I think you're talking about eggcorns.
posted by rusty at 10:46 AM on July 29, 2009

You mean like disorganized and unorganized?
Unorganized means you don't belong to a union.
Trouble is, usage influences meaning, so eventually I could care less means exactly the same thing as I couldn't care less, which is weird.
And flammable is a neologism that means the same thing as inflammable, because many people don't understand what inflammable means.

I would call it mistaken identity, just as with people.
posted by weapons-grade pandemonium at 10:46 AM on July 29, 2009

Do you mean like with the word niggardly?
posted by bluedaisy at 10:49 AM on July 29, 2009

You mean conflation, right?
posted by doteatop at 10:54 AM on July 29, 2009

I take it Sidhedevil's interpretation of the question is correct.
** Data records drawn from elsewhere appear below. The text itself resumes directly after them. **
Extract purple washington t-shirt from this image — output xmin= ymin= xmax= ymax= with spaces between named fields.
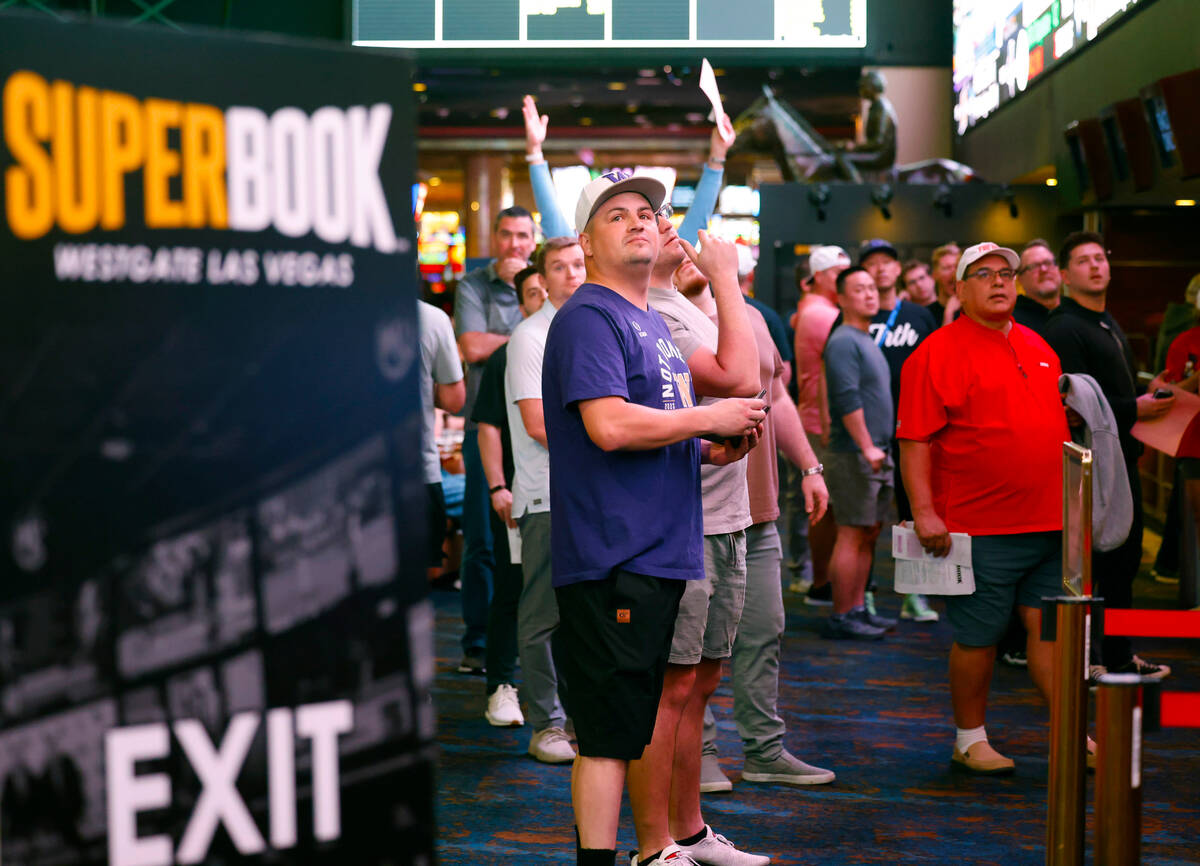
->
xmin=542 ymin=283 xmax=704 ymax=588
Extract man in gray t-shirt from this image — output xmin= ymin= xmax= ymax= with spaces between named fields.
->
xmin=821 ymin=267 xmax=895 ymax=640
xmin=416 ymin=301 xmax=464 ymax=568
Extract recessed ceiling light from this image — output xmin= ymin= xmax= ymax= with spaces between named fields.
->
xmin=1045 ymin=178 xmax=1058 ymax=187
xmin=413 ymin=82 xmax=427 ymax=92
xmin=607 ymin=81 xmax=626 ymax=91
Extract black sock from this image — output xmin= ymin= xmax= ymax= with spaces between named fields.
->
xmin=637 ymin=850 xmax=664 ymax=866
xmin=676 ymin=826 xmax=708 ymax=847
xmin=578 ymin=848 xmax=616 ymax=866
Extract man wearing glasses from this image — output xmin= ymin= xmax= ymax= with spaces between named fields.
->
xmin=899 ymin=243 xmax=1069 ymax=775
xmin=1042 ymin=232 xmax=1172 ymax=683
xmin=1013 ymin=238 xmax=1062 ymax=333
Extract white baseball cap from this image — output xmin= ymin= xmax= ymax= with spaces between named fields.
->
xmin=574 ymin=170 xmax=667 ymax=235
xmin=956 ymin=242 xmax=1020 ymax=281
xmin=807 ymin=245 xmax=851 ymax=278
xmin=736 ymin=245 xmax=758 ymax=278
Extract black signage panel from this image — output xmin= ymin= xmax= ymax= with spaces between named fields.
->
xmin=0 ymin=13 xmax=434 ymax=866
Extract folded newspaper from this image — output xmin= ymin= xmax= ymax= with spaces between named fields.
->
xmin=892 ymin=524 xmax=975 ymax=596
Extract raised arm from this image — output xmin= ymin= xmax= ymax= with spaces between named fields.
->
xmin=522 ymin=95 xmax=573 ymax=239
xmin=678 ymin=231 xmax=760 ymax=397
xmin=678 ymin=118 xmax=733 ymax=246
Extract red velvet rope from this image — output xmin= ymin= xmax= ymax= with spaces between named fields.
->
xmin=1102 ymin=609 xmax=1200 ymax=638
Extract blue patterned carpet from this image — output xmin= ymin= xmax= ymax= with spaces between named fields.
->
xmin=430 ymin=527 xmax=1199 ymax=865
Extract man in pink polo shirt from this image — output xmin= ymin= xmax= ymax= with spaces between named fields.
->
xmin=793 ymin=246 xmax=850 ymax=606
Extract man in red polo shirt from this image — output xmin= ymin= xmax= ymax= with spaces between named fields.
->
xmin=898 ymin=242 xmax=1069 ymax=775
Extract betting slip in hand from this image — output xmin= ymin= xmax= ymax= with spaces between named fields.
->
xmin=891 ymin=524 xmax=975 ymax=596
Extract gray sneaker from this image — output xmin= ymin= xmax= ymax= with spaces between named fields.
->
xmin=742 ymin=750 xmax=835 ymax=786
xmin=850 ymin=605 xmax=897 ymax=631
xmin=700 ymin=753 xmax=733 ymax=793
xmin=822 ymin=610 xmax=886 ymax=640
xmin=528 ymin=726 xmax=576 ymax=763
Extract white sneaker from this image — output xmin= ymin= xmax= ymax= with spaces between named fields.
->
xmin=484 ymin=684 xmax=524 ymax=727
xmin=527 ymin=726 xmax=575 ymax=763
xmin=632 ymin=843 xmax=701 ymax=865
xmin=677 ymin=826 xmax=770 ymax=866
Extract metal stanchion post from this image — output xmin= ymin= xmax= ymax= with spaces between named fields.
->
xmin=1044 ymin=596 xmax=1091 ymax=866
xmin=1046 ymin=443 xmax=1094 ymax=866
xmin=1095 ymin=674 xmax=1155 ymax=866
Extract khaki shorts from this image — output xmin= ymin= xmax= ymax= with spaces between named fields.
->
xmin=668 ymin=530 xmax=747 ymax=664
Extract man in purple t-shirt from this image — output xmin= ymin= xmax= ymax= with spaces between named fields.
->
xmin=542 ymin=171 xmax=765 ymax=866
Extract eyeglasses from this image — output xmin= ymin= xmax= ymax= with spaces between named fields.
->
xmin=964 ymin=268 xmax=1016 ymax=282
xmin=1019 ymin=259 xmax=1057 ymax=274
xmin=657 ymin=202 xmax=674 ymax=220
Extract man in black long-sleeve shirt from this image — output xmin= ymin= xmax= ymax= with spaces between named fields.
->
xmin=1041 ymin=231 xmax=1171 ymax=681
xmin=1012 ymin=238 xmax=1062 ymax=334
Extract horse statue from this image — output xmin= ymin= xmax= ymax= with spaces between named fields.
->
xmin=730 ymin=76 xmax=978 ymax=185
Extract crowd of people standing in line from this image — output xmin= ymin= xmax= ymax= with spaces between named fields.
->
xmin=414 ymin=97 xmax=1177 ymax=866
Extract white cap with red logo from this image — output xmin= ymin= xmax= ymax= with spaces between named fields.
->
xmin=956 ymin=242 xmax=1020 ymax=281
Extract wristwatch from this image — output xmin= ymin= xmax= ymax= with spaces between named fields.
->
xmin=800 ymin=463 xmax=824 ymax=477
xmin=489 ymin=484 xmax=507 ymax=494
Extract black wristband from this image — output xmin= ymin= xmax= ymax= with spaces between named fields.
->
xmin=489 ymin=484 xmax=507 ymax=494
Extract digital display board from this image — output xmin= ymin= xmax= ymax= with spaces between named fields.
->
xmin=954 ymin=0 xmax=1149 ymax=134
xmin=354 ymin=0 xmax=866 ymax=49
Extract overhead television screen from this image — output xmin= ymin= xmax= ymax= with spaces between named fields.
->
xmin=954 ymin=0 xmax=1151 ymax=135
xmin=354 ymin=0 xmax=867 ymax=49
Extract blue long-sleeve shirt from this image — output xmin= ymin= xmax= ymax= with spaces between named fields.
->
xmin=529 ymin=161 xmax=723 ymax=243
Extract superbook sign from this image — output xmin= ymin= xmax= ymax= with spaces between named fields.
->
xmin=0 ymin=14 xmax=434 ymax=866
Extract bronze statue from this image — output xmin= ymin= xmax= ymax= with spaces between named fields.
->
xmin=833 ymin=71 xmax=898 ymax=182
xmin=731 ymin=72 xmax=977 ymax=185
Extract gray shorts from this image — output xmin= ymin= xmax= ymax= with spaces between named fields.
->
xmin=668 ymin=530 xmax=747 ymax=665
xmin=824 ymin=449 xmax=894 ymax=527
xmin=805 ymin=431 xmax=831 ymax=465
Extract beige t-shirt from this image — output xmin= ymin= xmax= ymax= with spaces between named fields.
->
xmin=648 ymin=287 xmax=752 ymax=536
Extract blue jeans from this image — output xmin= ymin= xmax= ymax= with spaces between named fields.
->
xmin=460 ymin=429 xmax=494 ymax=654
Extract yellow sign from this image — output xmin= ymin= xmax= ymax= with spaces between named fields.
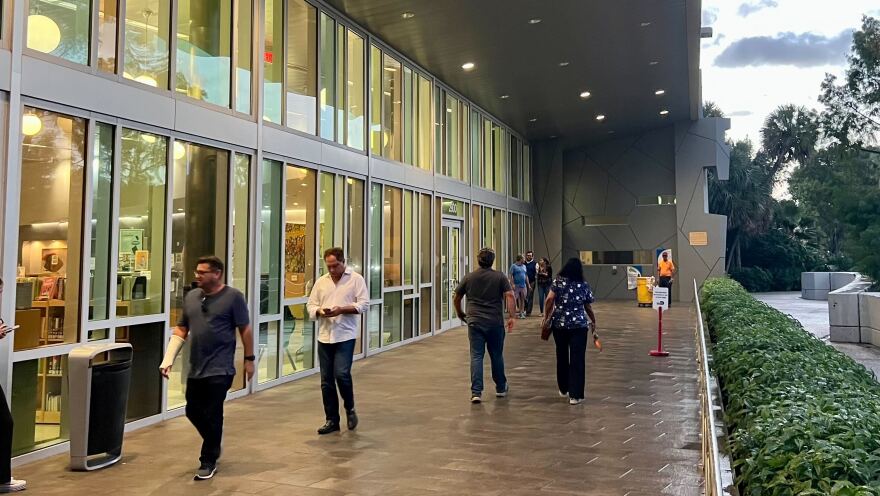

If so, it's like equivaction, but with two different words (assuming certain definitions of a "word"). It's a species of begging the question because it assumes facts yet to be proven, namely, that the words mean the same thing.
posted by smorange at 10:54 AM on July 29, 2009

on postview: conflation covers it, too.
posted by smorange at 10:55 AM on July 29, 2009

Yeah, I'm thinking pretty much along the lines of what Sidhedevil said, and I agree with Smorange that it is kind of like equivocation, only in reverse. Looking at these answers, conflation does seem like the best term, even though it seems blindingly obvious in retrospect. Thanks everyone.
posted by Dr. Send at 11:05 AM on July 29, 2009

"Conflation" is good, as is "false equation." It's a fallacy of definition, but I don't think there's a formal term for it.
posted by Sidhedevil at 11:14 AM on July 29, 2009

IIRC, in copy-editing, the symbol for this is "ww," which means "wrong word." I've only seen "conflation" used to connect concepts which do not share the attributes required to be combined in context.
posted by rhizome at 12:15 PM on July 29, 2009

There is also the term "Eggcorns", but it's more related with expressions than just one word.

It's still pretty neat reading though!
posted by fantasticninety at 1:43 PM on July 29, 2009

Or as someone at my place of work wrote this week, "It must be an era."